Mes recherches et ma pratique clinique ont porté sur la maladie de Parkinson puis sur la maladie d'Alzheimer et maladies apparentées. Les patients et leurs familles m'ont appris l'importance d'être à leur écoute pour identifier clairement leurs besoins et mieux évaluer les symptômes afin d'apporter des réponses thérapeutiques adéquates.
Par la suite, j'ai aussi compris l'importance de m'impliquer dans des recherches multicentriques et multidisciplinaires. Il a été nécessaire de créer le Consortium des centres canadiens sur la recherche clinique cognitive (C5R), qui regroupe aujourd'hui 33 cliniques spécialisées. Le Consortium permet de mettre à l'essai les meilleurs médicaments et d'influencer le choix des mesures d'efficacité. Il est maintenant possible d'envisager des études visant à modifier le risque de développer la maladie d'Alzheimer et la démence vasculaire. J'encourage fortement les cliniciens à s'intéresser à la prévention des maladies cardio et cérébrovasculaires comme moyen de diminuer l'incidence des démences d'ici une génération.
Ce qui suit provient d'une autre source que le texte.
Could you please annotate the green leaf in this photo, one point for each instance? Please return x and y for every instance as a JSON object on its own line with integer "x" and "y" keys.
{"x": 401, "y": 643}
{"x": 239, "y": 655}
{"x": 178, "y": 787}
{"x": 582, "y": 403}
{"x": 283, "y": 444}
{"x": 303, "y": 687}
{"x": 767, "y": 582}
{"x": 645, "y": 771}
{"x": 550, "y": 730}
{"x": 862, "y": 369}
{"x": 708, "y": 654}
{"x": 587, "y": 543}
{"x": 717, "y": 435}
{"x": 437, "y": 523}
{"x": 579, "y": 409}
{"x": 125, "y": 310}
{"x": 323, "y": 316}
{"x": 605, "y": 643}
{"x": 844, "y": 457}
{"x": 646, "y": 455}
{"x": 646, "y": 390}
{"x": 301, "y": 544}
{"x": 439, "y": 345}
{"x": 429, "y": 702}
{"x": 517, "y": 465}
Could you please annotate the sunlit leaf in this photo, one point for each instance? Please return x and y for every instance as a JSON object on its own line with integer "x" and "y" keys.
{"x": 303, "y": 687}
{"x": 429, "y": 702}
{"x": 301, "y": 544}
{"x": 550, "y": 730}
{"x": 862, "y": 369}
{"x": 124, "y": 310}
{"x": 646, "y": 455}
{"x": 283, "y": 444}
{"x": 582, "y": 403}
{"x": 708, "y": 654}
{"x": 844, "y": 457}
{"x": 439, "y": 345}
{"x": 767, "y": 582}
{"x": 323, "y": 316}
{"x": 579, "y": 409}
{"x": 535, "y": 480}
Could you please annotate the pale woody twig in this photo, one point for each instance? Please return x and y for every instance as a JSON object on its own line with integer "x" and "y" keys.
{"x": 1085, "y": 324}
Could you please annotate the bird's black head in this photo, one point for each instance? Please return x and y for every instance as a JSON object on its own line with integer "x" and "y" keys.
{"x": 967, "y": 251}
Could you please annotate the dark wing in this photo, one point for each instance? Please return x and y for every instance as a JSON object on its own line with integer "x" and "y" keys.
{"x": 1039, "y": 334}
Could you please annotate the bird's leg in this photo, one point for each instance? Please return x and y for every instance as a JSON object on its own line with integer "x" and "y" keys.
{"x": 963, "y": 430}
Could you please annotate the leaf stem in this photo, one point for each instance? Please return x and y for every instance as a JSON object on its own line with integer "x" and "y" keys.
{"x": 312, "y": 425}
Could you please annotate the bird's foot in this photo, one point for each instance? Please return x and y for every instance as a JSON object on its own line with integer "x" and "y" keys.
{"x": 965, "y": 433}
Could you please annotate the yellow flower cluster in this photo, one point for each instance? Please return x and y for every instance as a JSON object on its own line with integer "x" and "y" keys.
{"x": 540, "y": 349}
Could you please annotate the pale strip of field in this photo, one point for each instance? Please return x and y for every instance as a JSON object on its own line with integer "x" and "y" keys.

Enfin, je me suis impliqué comme membre et comme président de comités d'éthique en recherche pour veiller à ce que les besoins des malades et ceux de leurs familles soient bien entendus de même que ceux des chercheurs. Je suggère à toutes les personnes intéressées chercheurs ou représentants de la communauté de participer à ces comités, qui sont essentiels au progrès de la recherche clinique chez nous.
De nombreux défis nous attendent comme société : le dépistage génétique, l'utilisation de traitements dont l'efficacité aura d'abord été clairement établie, la cessation de traitements lorsque peu ou pas efficaces, etc. Les mandats d'inaptitude devraient aussi inclure des directives claires en ce qui a trait à la participation à la recherche et en ce qui concerne les décisions de fin de vie.
Je crois que la qualité de la prise en charge des personnes avec atteintes cognitives s'est grandement améliorée chez nous et ailleurs. Nous utilisons bien les nouvelles connaissances sur les traitements symptomatiques et nous nous dirigeons vers une approche préventive efficace. Merci de votre présence ici ce soir.